The rate of a chemical reaction is the speed of that chemical reaction. The rate of a reaction can be affected by four main factors:
  • Concentration
  • Surface Area
  • Temperature
  • Presence of a Catalyst
For each of these factors, if you increase them, the speed of the reaction will increase as well. You saw this in the reaction rates lab, where you went from station to station and timed the different reactions that happened there.

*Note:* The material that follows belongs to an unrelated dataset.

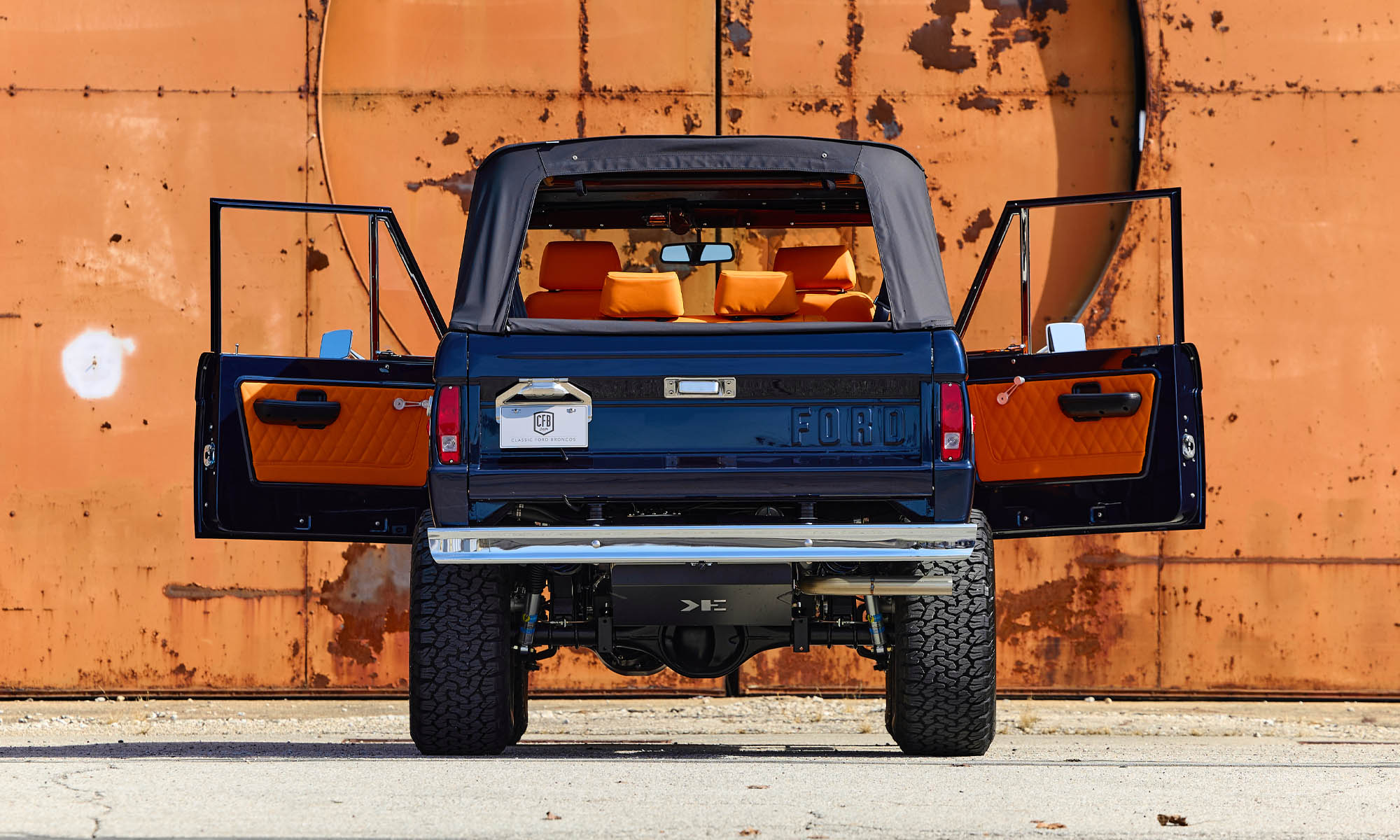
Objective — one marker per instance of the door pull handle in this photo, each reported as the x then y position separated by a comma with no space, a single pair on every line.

Concentration, as discussed here, is the amount of something dissolved in something else. According to collision theory, a reaction can only happen if two particles collide. If you have two particles you want to react and they are mixed with 500 billion water molecules, the chances that they will find each other and react is very small. That means that the reaction will take a while to react. But if you have a couple billion particles that you want to react, the chance that they will find each other among 500 billion water molecules is much greater, and that means that the reaction will happen very quickly. It's the same if you have one blue ball in a basket of 100 red balls versus one blue ball in a basket of 20 red balls. The first one might take a lot longer to find the blue ball in than the second one.

Surface Area

This factor is most important when you have solids involved. The surface area of a 3-dimensional object is like the perimeter of a 2-dimensional object. It is a measure of how much you have exposed to the outside. In a reaction, only the outside particles can react, so more surface area means a faster reaction. So a large cube of something should react faster than a small partcle, right? The cube has more surface area after all, but what's important isn't exactly surface area so much as the ratio of surface area to volume. A large cube has a bad ratio while a small particle has a good one. This means that the particle will react faster and be used up long before the cube is all used up. Another way to think about it is like this:
Imagine you have a cube of salt that is 100 x 100 x 100 atoms. That means there are a total of 1 million atoms in that cube and it has a surface area of about 600 atoms. That's a pretty bad ratio. Compare that single cube to a 10 x 10 x 10 cube. There are only 1 thousand atoms in that smaller cube, but if you have a thousand of those then you have 1 million atoms (1,000 x 1,000 = 1,000,000). Each small cube has a surface area of about 60 atoms. That's a better ratio for a single cube, but since you have a thousand cubes, you can add the surface areas of all the cubes up to get the total. That gives you 60 x 1,000 = 60,000, that's 60 thousand atoms that can react. That's a lot more than the 600 of the big cube, which means that if you were going to dissolve them, the smaller ones would react faster than the big one.


Temperature is a number that tells you how hot or cold something is. It is also a number that tells you the average kinetic energy of the particles in something. According to collision theory, particles need to collide in order to react, and they need to have a certain amount of energy when they do that. If they have more energy, they will be more likely to react than if they have less energy. Temperature itself doesn't tell you how much energy is in a substance, but it tells you the average kinetic energy of the particles. If you increase that number, then more particles will have enough energy to react. You can increase the temperature by adding heat to the system. Or, if you want to slow down a reaction, you can take energy away from a system by cooling it down.


A catalyst is something that increases the reaction rate without being used up in the process. In a normal, uncatalyzed reaction, the only things that can effect the reactions are the reactants, and in some cases the products as well. When the reactants come together and react, though, they are used up and a chemical change takes place. A catalyst, however, helps the reactants along without being used up in the process. Because of this, a catalyst can participate in millions of reactions and more. A catalyst works by lowering the activation energy for a reaction. Remember the activation energy is the energy needed to get started. If that energy is lower than normal, reactions can happen much faster.